Like blowing from time.
I later learned that that head, which she calls Selva, had been carved out of a hazel.
I wonder what temperament these two artists come from today, their stubbornness to strip away the superfluous from the mass, to make a material alive or dead with chisel strokes.
When I look at their works, I have the perception of seeing the two artists in the act of sculpting. I don’t know if this ghost is a value, an obscurity or the value of these sculptures themselves, but certainly these former materials seem definitively alive.
If we see the sculpture Transverberation (2016), we might as well not even know that it was carved from a mass-produced object in 1962 . Indeed, what emerges on seeing it is the tension of a human figure sinking into the marble: unexpected veins draw its masses, unfinished rough-hewn shapes suggest vague forms. Of the figure, the left limbs – arched into the block almost as if they wanted to come out – act as a counterpoint to the right hand, which covers the wound in the middle of the legs: by focussing the gaze on what cannot be seen and which is perhaps the material of which the work is made, the artist reawakens the object in sculpture.
Leaning on a shelf jutting from the wall is a wooden carving (Bastet, 2024): a waiting feline figure that recalls plastic echoes and suggestions and that the name – vast in meaning and contradictory over the centuries – reinforces but does not reveal. We are in front of it, or rather, we are obliged to bow down to its size in order to see its details; but when we move away from the lines and masses that constitute it, this solemn posture of the body, carved from the same block on a hypothetical plinth, produces a gaze that goes far beyond the lines and masses that make it up.

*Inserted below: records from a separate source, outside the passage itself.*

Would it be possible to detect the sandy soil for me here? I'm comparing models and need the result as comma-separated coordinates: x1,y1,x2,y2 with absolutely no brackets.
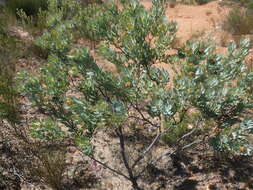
142,1,230,43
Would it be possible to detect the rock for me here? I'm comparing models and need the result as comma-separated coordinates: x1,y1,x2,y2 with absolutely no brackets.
228,169,236,179
238,182,247,190
9,26,34,42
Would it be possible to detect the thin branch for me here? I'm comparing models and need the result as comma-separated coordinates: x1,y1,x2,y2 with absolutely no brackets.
135,123,202,179
116,126,142,190
97,86,113,105
86,154,130,180
116,127,135,180
177,127,197,144
135,139,202,179
128,115,157,129
111,41,138,64
130,101,160,128
153,139,202,165
132,130,161,169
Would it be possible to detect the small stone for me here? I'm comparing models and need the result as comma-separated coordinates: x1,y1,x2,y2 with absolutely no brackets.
238,182,247,189
228,169,236,179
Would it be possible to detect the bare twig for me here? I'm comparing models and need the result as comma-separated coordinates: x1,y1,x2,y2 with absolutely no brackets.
135,120,202,179
116,126,142,190
130,101,160,128
86,154,130,180
135,138,202,179
12,166,33,185
153,139,202,165
132,130,161,169
177,127,197,144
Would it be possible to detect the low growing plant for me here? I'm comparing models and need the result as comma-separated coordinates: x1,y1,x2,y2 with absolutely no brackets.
0,16,19,124
223,6,253,35
195,0,212,5
32,148,67,190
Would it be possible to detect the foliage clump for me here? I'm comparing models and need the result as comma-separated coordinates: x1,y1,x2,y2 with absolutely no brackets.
16,0,253,189
175,39,253,155
6,0,48,16
223,7,253,36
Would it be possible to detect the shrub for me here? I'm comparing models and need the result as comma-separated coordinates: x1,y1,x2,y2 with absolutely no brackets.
161,112,202,145
19,0,253,189
247,0,253,9
223,7,253,35
6,0,48,16
79,0,103,5
180,0,213,5
0,15,21,188
195,0,212,5
233,0,253,10
174,39,253,156
32,148,67,190
168,0,177,8
0,16,19,123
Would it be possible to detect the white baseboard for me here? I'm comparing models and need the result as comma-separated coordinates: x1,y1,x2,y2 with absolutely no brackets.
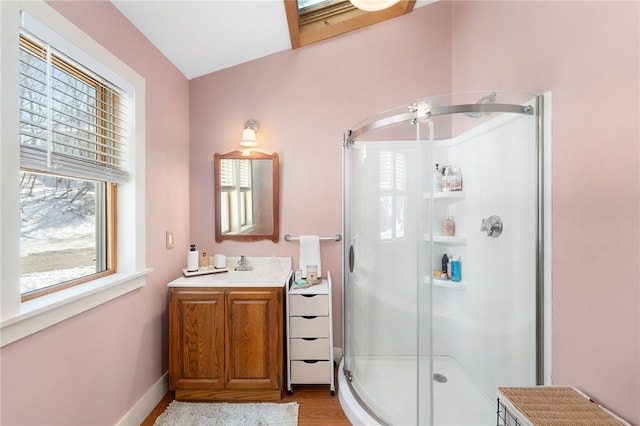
116,372,168,426
333,347,343,365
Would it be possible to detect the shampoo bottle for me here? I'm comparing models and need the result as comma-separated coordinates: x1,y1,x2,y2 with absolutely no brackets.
441,253,449,278
443,216,455,236
453,167,463,191
187,244,199,271
433,164,442,192
451,256,461,282
442,167,451,192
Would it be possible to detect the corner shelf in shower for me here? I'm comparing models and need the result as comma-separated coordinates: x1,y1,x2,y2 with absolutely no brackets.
425,275,468,290
424,235,467,245
424,191,466,201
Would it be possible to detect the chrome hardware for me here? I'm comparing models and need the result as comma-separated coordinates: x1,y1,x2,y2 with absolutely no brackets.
345,368,353,382
284,234,341,242
481,215,503,237
465,91,497,118
234,255,252,271
433,373,448,383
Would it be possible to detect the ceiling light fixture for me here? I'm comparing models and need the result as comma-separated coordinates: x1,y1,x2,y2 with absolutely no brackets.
240,119,259,148
349,0,401,12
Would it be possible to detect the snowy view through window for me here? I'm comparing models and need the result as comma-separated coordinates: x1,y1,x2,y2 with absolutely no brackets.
20,172,98,295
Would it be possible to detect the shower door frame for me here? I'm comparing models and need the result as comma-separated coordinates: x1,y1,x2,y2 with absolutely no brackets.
341,95,545,425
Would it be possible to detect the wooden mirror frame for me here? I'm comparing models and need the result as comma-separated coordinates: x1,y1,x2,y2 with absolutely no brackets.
214,150,279,243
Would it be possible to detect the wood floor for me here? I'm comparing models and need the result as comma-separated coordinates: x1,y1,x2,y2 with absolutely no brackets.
141,369,352,425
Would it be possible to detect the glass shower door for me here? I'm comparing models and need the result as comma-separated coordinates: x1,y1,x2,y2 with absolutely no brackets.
343,132,433,425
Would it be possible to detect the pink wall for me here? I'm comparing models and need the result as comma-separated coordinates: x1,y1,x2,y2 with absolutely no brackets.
188,2,453,347
2,1,636,425
451,2,639,424
1,1,190,424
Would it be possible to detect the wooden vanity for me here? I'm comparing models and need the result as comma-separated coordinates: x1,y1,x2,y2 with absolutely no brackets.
167,257,291,401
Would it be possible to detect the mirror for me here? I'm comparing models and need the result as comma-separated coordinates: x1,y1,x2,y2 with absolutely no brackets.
214,150,279,242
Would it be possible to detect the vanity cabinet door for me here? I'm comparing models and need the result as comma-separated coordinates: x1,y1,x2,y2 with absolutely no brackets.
169,289,225,391
225,289,282,391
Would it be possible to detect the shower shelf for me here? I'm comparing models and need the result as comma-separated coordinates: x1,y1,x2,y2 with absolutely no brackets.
429,276,468,290
424,191,466,201
425,235,467,245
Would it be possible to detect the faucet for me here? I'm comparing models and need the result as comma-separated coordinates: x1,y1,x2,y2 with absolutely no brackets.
235,255,252,271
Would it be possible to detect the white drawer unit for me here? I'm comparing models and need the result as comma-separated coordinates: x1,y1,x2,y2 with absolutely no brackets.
286,271,335,395
290,338,330,359
289,316,330,338
289,294,329,316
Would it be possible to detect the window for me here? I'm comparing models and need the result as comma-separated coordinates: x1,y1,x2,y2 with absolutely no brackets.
1,1,147,347
379,150,406,240
284,0,416,48
18,32,125,301
220,159,254,234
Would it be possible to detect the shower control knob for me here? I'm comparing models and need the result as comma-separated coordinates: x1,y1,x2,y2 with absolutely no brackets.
480,215,503,237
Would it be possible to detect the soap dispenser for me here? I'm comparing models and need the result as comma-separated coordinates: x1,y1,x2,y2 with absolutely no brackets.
187,244,199,272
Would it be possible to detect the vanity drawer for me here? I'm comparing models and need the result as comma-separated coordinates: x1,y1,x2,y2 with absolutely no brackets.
289,316,330,338
290,360,332,384
289,294,329,316
290,338,330,360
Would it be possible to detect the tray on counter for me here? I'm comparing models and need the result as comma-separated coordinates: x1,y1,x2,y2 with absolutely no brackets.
182,267,228,277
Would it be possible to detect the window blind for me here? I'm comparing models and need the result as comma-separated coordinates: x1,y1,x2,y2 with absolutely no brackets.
239,159,251,192
220,159,234,191
18,32,129,184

Golgota (2021) is a block of carved mahogany, exposed to the ground: a rounded whole rough-hewn with a chainsaw and then detailed with a chisel into wide, rounded leaves, as if stormed by the sea. Perhaps not by chance, Francesco Carone in the parenthesis following the title Golgota uses the specification ‘rock’ (a reference, the sea, present throughout his poetics).

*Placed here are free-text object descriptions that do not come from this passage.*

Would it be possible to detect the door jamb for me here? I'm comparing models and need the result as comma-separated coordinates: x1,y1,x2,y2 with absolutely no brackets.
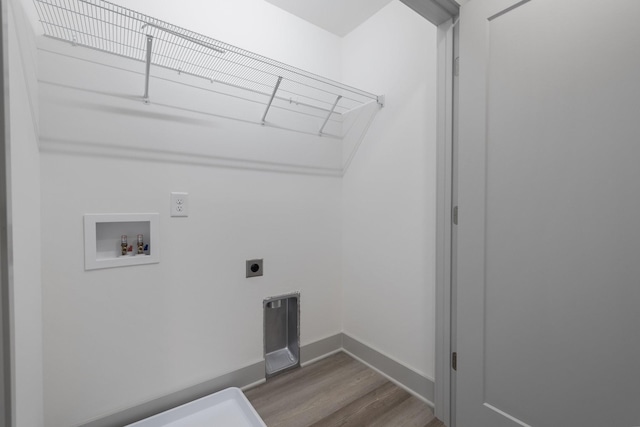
1,0,14,425
434,16,456,427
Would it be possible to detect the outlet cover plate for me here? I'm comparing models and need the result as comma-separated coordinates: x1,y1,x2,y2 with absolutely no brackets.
170,192,188,217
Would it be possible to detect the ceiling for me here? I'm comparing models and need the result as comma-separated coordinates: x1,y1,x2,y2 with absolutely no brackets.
263,0,394,37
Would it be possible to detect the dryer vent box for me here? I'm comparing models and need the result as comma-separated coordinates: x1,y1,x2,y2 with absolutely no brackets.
263,293,300,378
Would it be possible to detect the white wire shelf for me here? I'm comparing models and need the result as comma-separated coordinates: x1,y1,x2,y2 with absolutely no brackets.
33,0,383,135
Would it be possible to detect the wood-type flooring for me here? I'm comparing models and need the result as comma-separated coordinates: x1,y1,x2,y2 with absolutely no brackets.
245,352,445,427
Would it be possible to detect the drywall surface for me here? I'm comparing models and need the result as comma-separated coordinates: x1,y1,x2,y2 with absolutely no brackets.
40,155,342,426
7,0,44,425
341,1,438,380
38,6,343,426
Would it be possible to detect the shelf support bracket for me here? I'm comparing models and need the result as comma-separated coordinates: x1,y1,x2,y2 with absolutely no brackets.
143,35,153,104
262,76,283,125
319,95,342,135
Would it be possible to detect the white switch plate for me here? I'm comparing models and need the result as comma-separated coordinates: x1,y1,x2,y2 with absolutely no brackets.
170,192,188,217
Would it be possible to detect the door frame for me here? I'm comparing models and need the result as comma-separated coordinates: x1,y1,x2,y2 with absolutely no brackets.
434,15,457,427
1,0,14,425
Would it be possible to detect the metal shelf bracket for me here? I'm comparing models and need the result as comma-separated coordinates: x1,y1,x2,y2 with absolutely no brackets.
143,35,153,104
262,76,283,125
319,95,342,135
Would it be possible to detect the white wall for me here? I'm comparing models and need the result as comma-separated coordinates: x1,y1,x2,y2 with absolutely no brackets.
341,1,438,381
40,158,342,426
38,3,344,426
7,0,44,425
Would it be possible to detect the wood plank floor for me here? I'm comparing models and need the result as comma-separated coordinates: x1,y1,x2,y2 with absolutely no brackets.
245,352,445,427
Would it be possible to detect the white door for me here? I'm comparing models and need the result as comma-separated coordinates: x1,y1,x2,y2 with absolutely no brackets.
456,1,640,426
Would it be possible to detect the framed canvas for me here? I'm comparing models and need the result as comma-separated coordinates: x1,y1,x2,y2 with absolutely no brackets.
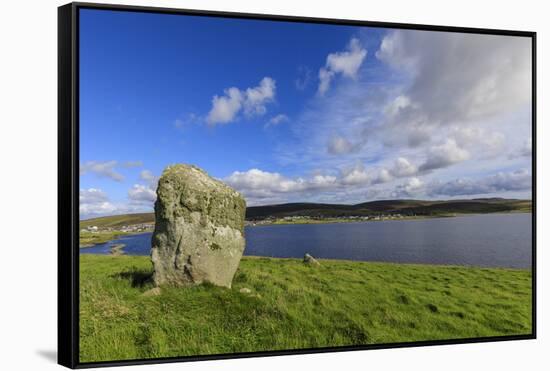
58,2,536,368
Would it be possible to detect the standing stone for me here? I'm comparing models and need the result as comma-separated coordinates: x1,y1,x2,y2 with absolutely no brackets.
151,164,246,288
303,253,321,266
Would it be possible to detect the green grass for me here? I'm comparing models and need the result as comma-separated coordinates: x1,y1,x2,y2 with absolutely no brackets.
79,255,532,363
79,231,130,247
80,213,154,229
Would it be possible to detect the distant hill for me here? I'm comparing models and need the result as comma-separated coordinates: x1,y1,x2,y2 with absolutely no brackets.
80,212,155,229
80,198,531,227
246,198,532,220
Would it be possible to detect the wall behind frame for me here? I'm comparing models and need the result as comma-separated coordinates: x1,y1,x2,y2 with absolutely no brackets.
0,0,546,370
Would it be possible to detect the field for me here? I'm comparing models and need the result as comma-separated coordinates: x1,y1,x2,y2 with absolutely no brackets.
80,213,154,229
79,254,532,363
80,231,130,247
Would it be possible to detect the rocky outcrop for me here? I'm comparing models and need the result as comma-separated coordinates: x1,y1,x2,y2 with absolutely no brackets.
151,164,246,288
303,253,321,266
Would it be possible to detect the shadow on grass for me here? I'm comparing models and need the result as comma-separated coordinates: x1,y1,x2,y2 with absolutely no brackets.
113,269,153,288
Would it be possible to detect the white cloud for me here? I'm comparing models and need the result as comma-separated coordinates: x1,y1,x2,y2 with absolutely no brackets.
384,95,413,119
128,184,157,204
80,170,160,218
206,87,243,125
389,157,418,178
420,139,470,171
451,126,505,156
80,161,125,182
429,169,531,196
79,188,117,217
223,162,531,205
225,168,338,204
140,170,155,182
392,177,424,197
377,30,531,131
206,77,276,125
265,114,289,128
225,169,304,193
243,77,276,116
122,161,143,168
318,38,367,95
129,170,160,206
374,168,393,184
341,157,419,186
327,135,359,155
80,188,108,204
340,163,371,186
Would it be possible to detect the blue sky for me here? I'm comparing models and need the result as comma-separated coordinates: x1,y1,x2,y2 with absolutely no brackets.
79,8,532,219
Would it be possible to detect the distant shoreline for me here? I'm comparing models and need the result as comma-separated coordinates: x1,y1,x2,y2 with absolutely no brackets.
79,212,532,250
245,211,532,227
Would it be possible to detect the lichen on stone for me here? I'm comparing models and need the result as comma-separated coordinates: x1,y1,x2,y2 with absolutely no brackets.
151,164,246,288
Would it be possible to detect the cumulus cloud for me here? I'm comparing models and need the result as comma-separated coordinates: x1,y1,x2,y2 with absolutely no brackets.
338,157,419,187
318,38,367,95
224,168,337,204
206,87,243,125
80,170,160,218
80,161,125,182
419,139,470,172
128,184,156,204
340,163,371,186
79,188,117,217
206,77,276,125
429,169,531,196
390,157,418,178
129,169,160,206
392,177,425,198
226,156,421,203
225,168,330,194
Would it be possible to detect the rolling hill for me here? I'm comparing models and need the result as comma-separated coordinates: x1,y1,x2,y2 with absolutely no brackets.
246,198,531,220
80,212,155,229
80,198,531,228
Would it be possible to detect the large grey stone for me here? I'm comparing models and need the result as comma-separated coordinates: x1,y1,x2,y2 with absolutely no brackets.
303,253,321,266
151,164,246,288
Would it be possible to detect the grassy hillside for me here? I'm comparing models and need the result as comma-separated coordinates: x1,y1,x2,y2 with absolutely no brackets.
80,199,531,228
80,255,532,363
80,213,155,229
246,198,532,220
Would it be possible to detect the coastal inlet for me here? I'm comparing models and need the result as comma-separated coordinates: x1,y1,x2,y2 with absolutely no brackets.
81,213,532,269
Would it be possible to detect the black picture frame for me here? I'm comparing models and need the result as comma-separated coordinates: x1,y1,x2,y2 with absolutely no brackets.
58,2,537,369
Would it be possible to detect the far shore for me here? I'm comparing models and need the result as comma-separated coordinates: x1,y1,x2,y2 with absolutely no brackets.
246,210,532,227
79,211,532,248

The sea, a great sculptor, consumes everything that its force laps.
And if we go and look at the seed of the words that make up the word ‘Golgotha’, we discover that they have meanings relating to ‘being round, circular’; certainly the artist has taken this into account, making the phonè coincide with the forms.

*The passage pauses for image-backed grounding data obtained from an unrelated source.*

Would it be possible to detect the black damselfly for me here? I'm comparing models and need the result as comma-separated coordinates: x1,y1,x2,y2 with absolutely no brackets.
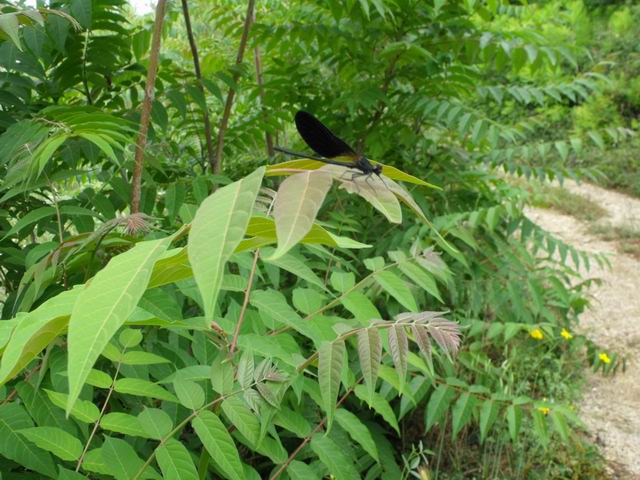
275,111,384,183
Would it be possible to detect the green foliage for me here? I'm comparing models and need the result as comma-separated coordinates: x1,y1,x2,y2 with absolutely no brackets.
0,0,621,478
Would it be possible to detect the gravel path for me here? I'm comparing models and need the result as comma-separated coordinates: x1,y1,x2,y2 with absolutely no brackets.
527,181,640,479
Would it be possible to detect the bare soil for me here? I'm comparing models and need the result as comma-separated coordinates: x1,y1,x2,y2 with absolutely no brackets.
526,181,640,479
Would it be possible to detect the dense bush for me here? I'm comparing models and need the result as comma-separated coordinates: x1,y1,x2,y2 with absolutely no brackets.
0,1,623,478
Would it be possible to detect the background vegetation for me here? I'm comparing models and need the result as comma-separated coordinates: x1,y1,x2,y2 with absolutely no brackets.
0,0,634,479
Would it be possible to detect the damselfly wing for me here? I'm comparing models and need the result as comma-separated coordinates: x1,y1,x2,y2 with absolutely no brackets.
275,111,383,178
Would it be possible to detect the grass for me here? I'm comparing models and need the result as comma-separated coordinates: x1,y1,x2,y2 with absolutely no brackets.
589,223,640,259
532,185,609,222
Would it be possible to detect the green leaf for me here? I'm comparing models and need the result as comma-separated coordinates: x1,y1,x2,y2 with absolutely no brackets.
2,206,56,239
531,409,549,447
188,167,264,319
374,270,418,311
550,410,570,443
507,404,522,442
425,384,454,431
156,438,199,480
221,397,260,446
0,13,21,49
100,412,150,438
269,169,333,260
319,340,346,430
0,404,56,477
479,399,499,444
263,250,327,290
310,434,360,480
70,0,92,28
273,406,311,438
357,328,382,402
249,289,318,340
0,288,79,385
58,466,89,479
18,426,82,461
451,392,476,438
335,409,379,462
330,271,356,292
354,385,400,434
67,237,172,414
173,379,205,410
287,460,321,480
395,259,443,302
120,351,171,365
101,436,156,480
114,378,178,403
86,369,113,388
192,410,244,480
138,408,174,440
44,390,99,424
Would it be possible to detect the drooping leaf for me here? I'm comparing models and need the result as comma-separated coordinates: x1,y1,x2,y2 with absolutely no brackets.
479,399,499,444
269,169,333,260
18,426,83,461
318,340,346,430
357,328,382,402
425,384,455,431
310,434,360,480
451,392,477,438
67,237,172,414
192,410,244,480
387,325,409,387
138,408,174,440
354,385,400,434
156,438,199,480
335,409,380,462
173,379,205,410
0,404,56,477
221,397,260,446
188,167,264,319
374,270,418,312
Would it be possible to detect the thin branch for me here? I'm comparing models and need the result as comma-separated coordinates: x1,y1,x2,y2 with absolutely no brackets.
131,0,168,214
181,0,216,172
76,361,123,471
228,248,260,356
213,0,256,173
229,197,274,356
253,9,274,157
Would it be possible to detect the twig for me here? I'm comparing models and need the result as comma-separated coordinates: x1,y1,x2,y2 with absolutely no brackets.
213,0,256,173
181,0,216,172
253,9,274,157
76,361,123,471
131,0,167,213
229,198,274,356
228,248,260,356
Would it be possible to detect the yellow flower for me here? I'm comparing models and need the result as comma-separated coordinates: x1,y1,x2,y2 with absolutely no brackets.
561,328,573,340
599,353,611,364
538,406,550,415
529,328,544,340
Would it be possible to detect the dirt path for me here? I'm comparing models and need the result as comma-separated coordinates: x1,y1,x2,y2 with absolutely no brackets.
527,181,640,479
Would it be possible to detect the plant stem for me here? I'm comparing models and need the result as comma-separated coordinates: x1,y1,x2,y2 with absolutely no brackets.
131,0,167,213
213,0,256,173
181,0,216,172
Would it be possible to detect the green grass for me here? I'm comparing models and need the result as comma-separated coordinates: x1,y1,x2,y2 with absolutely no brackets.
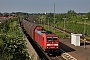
55,21,90,39
42,25,69,38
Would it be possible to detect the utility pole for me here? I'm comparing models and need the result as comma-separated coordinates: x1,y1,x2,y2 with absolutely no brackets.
63,18,67,30
44,12,46,28
83,18,88,49
54,2,56,33
48,17,50,31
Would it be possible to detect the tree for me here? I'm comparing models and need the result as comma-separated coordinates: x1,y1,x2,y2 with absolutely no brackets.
3,12,9,17
0,18,30,60
0,12,3,16
67,10,76,17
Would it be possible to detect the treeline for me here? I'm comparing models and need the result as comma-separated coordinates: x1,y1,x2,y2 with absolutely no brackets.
36,10,90,23
0,18,30,60
0,12,29,17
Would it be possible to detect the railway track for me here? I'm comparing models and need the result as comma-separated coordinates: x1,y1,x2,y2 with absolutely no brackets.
20,23,50,60
21,24,79,60
23,25,77,60
47,24,90,43
21,16,90,60
21,21,77,60
50,56,64,60
26,34,50,60
48,48,77,60
44,24,90,60
24,33,65,60
22,15,89,60
21,22,66,60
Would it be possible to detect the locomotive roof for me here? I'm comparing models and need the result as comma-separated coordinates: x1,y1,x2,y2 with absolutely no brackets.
36,29,55,36
36,30,46,35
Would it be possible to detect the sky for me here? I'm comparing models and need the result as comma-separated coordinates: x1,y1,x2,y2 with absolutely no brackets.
0,0,90,13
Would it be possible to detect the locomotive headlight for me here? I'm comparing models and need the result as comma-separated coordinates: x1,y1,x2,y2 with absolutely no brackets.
54,44,58,46
47,44,51,46
47,44,58,46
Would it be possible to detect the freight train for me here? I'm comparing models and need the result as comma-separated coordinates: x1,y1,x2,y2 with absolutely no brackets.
22,19,60,54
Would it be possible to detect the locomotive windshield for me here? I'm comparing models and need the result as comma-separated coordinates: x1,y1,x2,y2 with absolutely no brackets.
47,37,52,41
47,37,58,41
53,38,57,41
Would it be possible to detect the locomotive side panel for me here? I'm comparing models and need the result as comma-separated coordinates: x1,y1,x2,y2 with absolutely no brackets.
35,31,45,49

But this Golgotha has a peculiarity that differentiates it from the canon and makes it unique: a sculpted fringe sits as if lying on top of it, scarring the hollow that should have held the wood of the Cross.
What remains is a Golgotha, a Calvary, and indeed the site of the Skull. Rock lashed by the waves.
Profilo (2024). On the cut of a splinter of wood emerges a half-bust with barely visible satirical features, sketched in by the chisel strokes alone; features that are at one with the architectural momentum of the splinter. Sharp is its profile.
Adoratore (2016) is a carved frame reproducing the outer margin (on a 1:1 scale) of the L’idolo Ermafrodito, by Carlo Carrà (1917), subsequently inked to make woodcut prints on paper, one of which is on display without its matrix. Thus, the artist constructed a cherry wood frame – it is no coincidence that the hardness of the cherry wood is traditionally suited both for making frames and carvings from it – by carving the portion of Carrà’s work in reverse, so as to obtain in print the reverse side of the image of the original painting. The images that result from this printed ‘frame’ are architectural hints that border on purely abstract parts and others that indicate precise spaces present in the original. The artist subtracts the essential scene – the hermaphrodite mannequin painted by Carrà in the centre of the painting – to emphasise openings and thresholds, leaving a barely ajar door from the window-frame where darkness can be glimpsed.
Maree(2024). Found on the beach by the remnants of a fire, the wooden particle was carved into the essential sinews just enough to make it leap out of its original condition.